Votre rapporteur a pu le constater : tant les constructeurs que les
distributeurs sont très attachés à la
spécificité de la distribution automobile, centrée sur le
lien entre la vente et l'après-vente. Les professionnels sont
particulièrement inquiets des propositions que pourrait faire la
Commission, même si certains n'hésitent pas à
reconnaître que le système actuel est perfectible.
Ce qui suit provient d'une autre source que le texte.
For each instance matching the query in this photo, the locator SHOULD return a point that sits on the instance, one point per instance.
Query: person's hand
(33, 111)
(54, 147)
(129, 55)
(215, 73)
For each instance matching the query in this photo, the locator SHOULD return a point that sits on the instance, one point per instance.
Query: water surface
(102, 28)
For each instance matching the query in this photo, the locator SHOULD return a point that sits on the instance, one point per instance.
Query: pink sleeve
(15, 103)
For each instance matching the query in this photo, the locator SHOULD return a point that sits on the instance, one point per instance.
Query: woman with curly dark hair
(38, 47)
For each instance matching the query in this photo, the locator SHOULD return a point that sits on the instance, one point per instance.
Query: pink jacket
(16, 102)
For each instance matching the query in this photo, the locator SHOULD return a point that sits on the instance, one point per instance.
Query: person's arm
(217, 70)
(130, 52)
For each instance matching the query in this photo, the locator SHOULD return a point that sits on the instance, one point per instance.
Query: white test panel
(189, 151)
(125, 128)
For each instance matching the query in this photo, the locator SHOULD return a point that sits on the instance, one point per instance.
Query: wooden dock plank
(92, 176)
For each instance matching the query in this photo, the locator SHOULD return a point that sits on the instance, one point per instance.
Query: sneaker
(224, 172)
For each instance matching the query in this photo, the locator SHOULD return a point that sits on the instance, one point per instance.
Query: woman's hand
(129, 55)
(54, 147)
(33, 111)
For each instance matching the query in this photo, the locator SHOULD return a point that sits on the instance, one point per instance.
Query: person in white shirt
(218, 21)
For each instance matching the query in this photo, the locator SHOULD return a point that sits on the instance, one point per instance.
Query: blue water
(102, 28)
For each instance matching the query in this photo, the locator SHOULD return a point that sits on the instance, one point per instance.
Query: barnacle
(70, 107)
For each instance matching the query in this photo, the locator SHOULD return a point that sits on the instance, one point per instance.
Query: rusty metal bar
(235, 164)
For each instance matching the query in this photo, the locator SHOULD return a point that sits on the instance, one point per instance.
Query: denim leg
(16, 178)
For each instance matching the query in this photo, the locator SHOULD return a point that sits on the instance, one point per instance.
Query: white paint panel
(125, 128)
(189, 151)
En particulier, les constructeurs considèrent que l'automobile est un
produit à
forte valeur ajoutée technologique
et à
prix élevé, qui nécessite donc une garantie de
qualité de service assurée au client et un entretien
régulier afin que soit maintenue sa valeur économique. Il est
vrai qu'après le logement, l'achat d'automobiles et la consommation
liée à l'automobile représentent en Europe le
principal
poste de dépenses des ménages
(respectivement 3,5 % et
5 % du revenu annuel en moyenne).
A l'échelle de l'Union européenne, le marché de
véhicules neufs enregistre près de 14 millions de
transactions et plus du double pour les véhicules d'occasion.
Dans ces conditions, les professionnels font valoir que seule une
coopération étroite entre constructeurs et distributeurs
peut permettre de satisfaire aux exigences de qualité et de
sécurité induites par les caractéristiques
spécifiques de l'automobile. Les constructeurs considèrent que
cette coopération, organisée dans le cadre d'un réseau de
concessionnaires exclusifs, permet de fournir au consommateur un degré
élevé de qualité des prestations et services dont il a
besoin et, en même temps, d'assurer la rentabilité et la
pérennité des réseaux, tout en préservant un
certain degré de concurrence. La coopération ainsi
organisée aurait pour corollaire l'implication financière des
constructeurs auprès de leur réseau, tant sont importants les
moyens matériels et humains à mettre en oeuvre pour faire face
aux conditions de la concurrence européenne et mondiale de l'automobile.
En définitive, le mode actuel de distribution automobile,
sélectif et exclusif, traduit, au sens des constructeurs, la relation
particulière qui lie les marques automobiles et leur clientèle,
pour un produit dont ils estiment qu'il a des caractéristiques uniques.